8 capas de álbuns da MPB com histórias curiosas

Adentre as histórias envolventes das capas de álbuns da MPB e descubra os segredos por trás de cada imagem que marcaram a música brasileira.

Clube da Esquina, Milton Nascimento e Lô Borges (1972)

Com quase 50 anos de idade, o disco influenciou muita gente e é parte da história de Minas. A foto dos dois meninos que estampam a capa de Clube da Esquina foi tirada espontaneamente pelo fotógrafo pernambucano Cafi, que viu as crianças à beira da estrada.

Todos Os Olhos, Tom Zé (1973)

A capa do disco de Tom Zé sempre rendeu grande controvérsia. Por anos, nem o próprio Tom sabia responder: a capa do álbum é uma boca ou um ânus?O fotógrafo responsável pela capa afirmou que a proposta era de que fosse um ânus com uma bolinha de gude. Porém, o resultado ficou muito óbvio e não foi aprovado, então a foto acabou sendo de uma boca mesmo.

Índia, Gal Costa (1973)

Mostrar determinadas partes do corpo em imagens, na época da ditadura, era escandalizar demais. Na capa de Índia, Gal está de tanga vermelha em uma imagem que mostra só do umbigo pra baixo.Como forma de driblar um pouco a proibição do órgão censor, os discos foram comercializados envoltos em um saco plástico azul.

Secos e Molhados, Secos e Molhados (1973)

Criada pelo fotógrafo Antônio Carlos Rodrigues, a capa do disco fez uma crítica agressiva em plena ditadura. O resultado é esse: a banda “oferecendo suas cabeças” para um governo com o qual não concordavam e que os queria mortos. Forte, né?

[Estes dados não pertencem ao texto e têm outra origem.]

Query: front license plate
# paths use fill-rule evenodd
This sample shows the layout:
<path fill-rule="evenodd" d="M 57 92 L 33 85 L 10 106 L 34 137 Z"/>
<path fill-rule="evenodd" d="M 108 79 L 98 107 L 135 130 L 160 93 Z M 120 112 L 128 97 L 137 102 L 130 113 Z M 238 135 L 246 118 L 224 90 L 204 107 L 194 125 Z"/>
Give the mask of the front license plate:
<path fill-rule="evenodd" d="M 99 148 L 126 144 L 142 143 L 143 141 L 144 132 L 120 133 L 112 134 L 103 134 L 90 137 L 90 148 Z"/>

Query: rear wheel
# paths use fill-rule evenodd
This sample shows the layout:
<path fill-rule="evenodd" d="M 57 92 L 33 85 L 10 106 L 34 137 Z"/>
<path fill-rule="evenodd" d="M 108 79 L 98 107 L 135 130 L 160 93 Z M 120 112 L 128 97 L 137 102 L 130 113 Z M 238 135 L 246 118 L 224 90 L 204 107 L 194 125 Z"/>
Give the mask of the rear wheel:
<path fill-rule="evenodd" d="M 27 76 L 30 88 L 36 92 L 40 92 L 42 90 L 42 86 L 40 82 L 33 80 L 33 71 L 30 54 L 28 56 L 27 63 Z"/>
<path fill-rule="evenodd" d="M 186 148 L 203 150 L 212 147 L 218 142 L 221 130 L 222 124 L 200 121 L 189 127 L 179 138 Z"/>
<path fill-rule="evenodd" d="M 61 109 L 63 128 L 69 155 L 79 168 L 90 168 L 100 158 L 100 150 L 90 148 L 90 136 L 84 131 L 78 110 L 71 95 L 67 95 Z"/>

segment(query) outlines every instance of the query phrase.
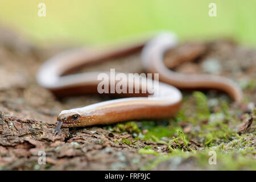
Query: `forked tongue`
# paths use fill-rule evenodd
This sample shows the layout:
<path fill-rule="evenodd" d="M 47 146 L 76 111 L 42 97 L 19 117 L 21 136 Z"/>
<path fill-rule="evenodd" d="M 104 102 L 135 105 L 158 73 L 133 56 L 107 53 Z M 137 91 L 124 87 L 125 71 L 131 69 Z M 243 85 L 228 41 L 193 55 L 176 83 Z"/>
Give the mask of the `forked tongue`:
<path fill-rule="evenodd" d="M 54 135 L 56 135 L 59 134 L 60 132 L 60 128 L 61 127 L 61 125 L 63 122 L 62 121 L 58 121 L 57 123 L 57 126 L 56 127 L 55 130 L 54 130 Z"/>

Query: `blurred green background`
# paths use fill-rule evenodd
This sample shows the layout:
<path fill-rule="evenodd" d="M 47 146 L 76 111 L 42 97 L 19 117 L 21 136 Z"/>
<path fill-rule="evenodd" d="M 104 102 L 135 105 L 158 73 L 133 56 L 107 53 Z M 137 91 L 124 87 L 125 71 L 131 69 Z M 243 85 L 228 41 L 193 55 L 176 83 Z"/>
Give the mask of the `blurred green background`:
<path fill-rule="evenodd" d="M 39 17 L 39 3 L 46 5 Z M 217 5 L 217 17 L 208 5 Z M 181 40 L 233 38 L 256 45 L 255 0 L 1 0 L 0 22 L 35 42 L 97 44 L 158 30 Z"/>

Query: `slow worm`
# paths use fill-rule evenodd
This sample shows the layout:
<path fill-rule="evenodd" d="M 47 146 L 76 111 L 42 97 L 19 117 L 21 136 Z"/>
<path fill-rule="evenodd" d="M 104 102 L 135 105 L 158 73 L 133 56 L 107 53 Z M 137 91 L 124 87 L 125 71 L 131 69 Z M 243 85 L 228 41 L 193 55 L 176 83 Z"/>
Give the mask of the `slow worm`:
<path fill-rule="evenodd" d="M 179 110 L 182 99 L 181 92 L 174 86 L 180 89 L 217 89 L 228 93 L 236 102 L 241 101 L 242 93 L 240 88 L 227 78 L 209 75 L 184 75 L 168 69 L 163 63 L 163 56 L 167 50 L 174 48 L 176 43 L 177 39 L 174 34 L 164 32 L 148 41 L 115 49 L 97 51 L 89 51 L 86 48 L 71 50 L 46 61 L 38 73 L 38 82 L 61 96 L 97 93 L 98 84 L 101 81 L 97 79 L 100 72 L 67 75 L 71 71 L 140 50 L 142 50 L 141 57 L 145 72 L 159 73 L 158 92 L 154 90 L 150 96 L 147 91 L 144 94 L 122 93 L 122 96 L 130 97 L 63 110 L 57 117 L 56 131 L 59 133 L 61 127 L 171 117 Z M 109 77 L 109 80 L 112 79 L 111 77 Z M 128 81 L 129 85 L 137 85 L 140 90 L 145 82 L 136 85 L 138 83 L 135 81 Z M 110 84 L 118 82 L 115 80 L 109 81 Z"/>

Verde Que Te Quero Rosa, Cartola (1977)

A capa do álbum icônico na MPB, é repleta de histórias curiosas. O fotógrafo Ivan Klinger teve desafios para fotografar Cartola, e somente na casa dele, com a ajuda de Dona Zica, a esposa de Cartola, a magia aconteceu. A combinação de cores e o café com um cigarro tornaram a capa emblemática, dispensando até mesmo a necessidade de escrever o nome do álbum na imagem.

Eu Não Sou Santo, Bezerra da Silva (1990)

No dia da sessão de fotos para a capa do disco, o fotógrafo Wilton Montenegro teve uma inspiração inusitada após ler sobre um ladrão crucificado no Rio de Janeiro.
 
Bezerra concordou, e a capa o retrata como um Jesus negro crucificado, empunhando armas. Essa imagem icônica gerou diversas interpretações e críticas, além de servir de inspiração para diversos artistas.

Calango, Skank (1994)

A capa do segundo álbum do Skank traz ninguém menos que Lelo Zaneti, baixista da banda. Na imagem, o músico está vestido com uma fantasia totalmente reciclável criada pelo artista plástico Ilson Lorca.Segundo a banda, a figura é um misto de “pacato cidadão com homem calango”, uma alusão às músicas do disco.

Tropicália Ou Panis Et Circenses, Tropicália (1968)

Na icônica capa, os artistas se organizaram em uma espécie de retrato de família, ironizando a “tradicional família brasileira” em plena época da ditadura.Com essa paródia, cada um trouxe uma referência: os Mutantes carregavam guitarras que lembravam sua própria sonoridade moderninha; Tom Zé carregava uma mala nordestina; Gil e Caetano seguravam retratos de quem estava ausente na fotografia.